Then, any one who throws his pence into the coffer where Pardons are set out for sale, or purchases anything for himself out of that prolific and abundant treasury of Indulgences and Dispensations, enrolls his name as a sharer in those nefarious traffickings, and declares his consent to them as clearly as if he wore their badge! I cannot admit the excuse which is commonly made, that just as wild beasts are calmed by throwing offal to them, so the rage of Priestlings is to be softened by throwing them a few coins, or occasionally bestowing upon them a large sum of money, seeing that where lucre is in question, they gape over their prey and are more ravenous than a hungry lion; always, like the false prophets and false priests of old, (as the Prophet testifies, Micah 3.,) sounding the tocsin of war against every man who will not put something into their mouths! This excuse, I say, I cannot accept. For what do those Bulls, the favour of which you make a pretence of desiring, imply? Do they not with loud voice proclaim that in return for the money you leave, you carry off Indulgences full of anathema, and deserving of the utmost execration? Have not those who understand this, (and everybody understands!) and who see you offer money, (did you not wish to be seen you would not do it!) an abundantly clear testimony that you are desirous to have a share in Indulgences? If you thoroughly examine what is concealed under them, you will nowhere find Christ and his cross more systematically insulted.

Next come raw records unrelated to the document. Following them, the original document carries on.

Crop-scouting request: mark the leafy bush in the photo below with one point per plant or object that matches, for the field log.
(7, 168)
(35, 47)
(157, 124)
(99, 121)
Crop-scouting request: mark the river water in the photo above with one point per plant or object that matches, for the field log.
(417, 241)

And, finally, in regard to that Water, consecrated by devilish Exorcisms, how can those whose forehead it be sprinkles venture, unless they have nothing more than a forehead, to contend that they may use it with impunity? For what do they mean by such sprinkling? Is it that they are cleaning their face in public with a little drop of filthy water? Do they thus sport wantonly, without cause, in presence of a distinguished assemblage? It is neither of these, nor anything like them. By that symbol they bear witness to the assembled multitude, that they do not hold the sanctity of Exorcism in contempt. By this, unquestionably, they set their seal to all the blasphemies which are vented by Exorcisms, viz., that a virtue has been infused with the Water which expels demons, cures diseases, drives off ghosts, and dissipates all kinds of harm. Lest they complain that I misrepresent their acts, and that they have none of the impiety which I impute to them, I appeal to their own consciences, and ask whether, when they submit to such rites, they mean to persuade the people of anything less than that for which I have censured them? The people themselves, whose wishes they desire to satisfy, I now bring in as judges; and there is not one of them who will not declare that this is the idea which they all have. If they say it is unjust to be tried by such a rule, let them bring their charge of harshness against the Apostle, and expostulate with him, not with me.

I see that I shall never have done speaking, nor objectors have done quibbling, unless we agree as to some ascertained matter, in which that which we wish to teach may be seen plainly, and with the utmost evidence. Let us therefore take one example from the Mass; and if everything which the Scriptures deliver on the subject of Idolatry, or which may be said to prove that all those ceremonies which I so strongly maintain that you ought to shun, are not to be used as things indifferent, is not equally applicable to the Mass, I give up the cause! My reason for selecting it from all other abuses is, because the reverence in which it is held is so extreme, that though you might be able to escape animadversion in regard to them, you cannot easily absent yourself from it without bringing many eyes upon you. Hence it is that many persons are to be met with who see the mischief of other observances, and abstain from them, while they admit that, notwithstanding the abominations with which the Mass teems, you meet with very few who venture to absent themselves, whether blinded by terror, they do not see the truth, or err from despondency and lukewarmness, rather than want of discernment.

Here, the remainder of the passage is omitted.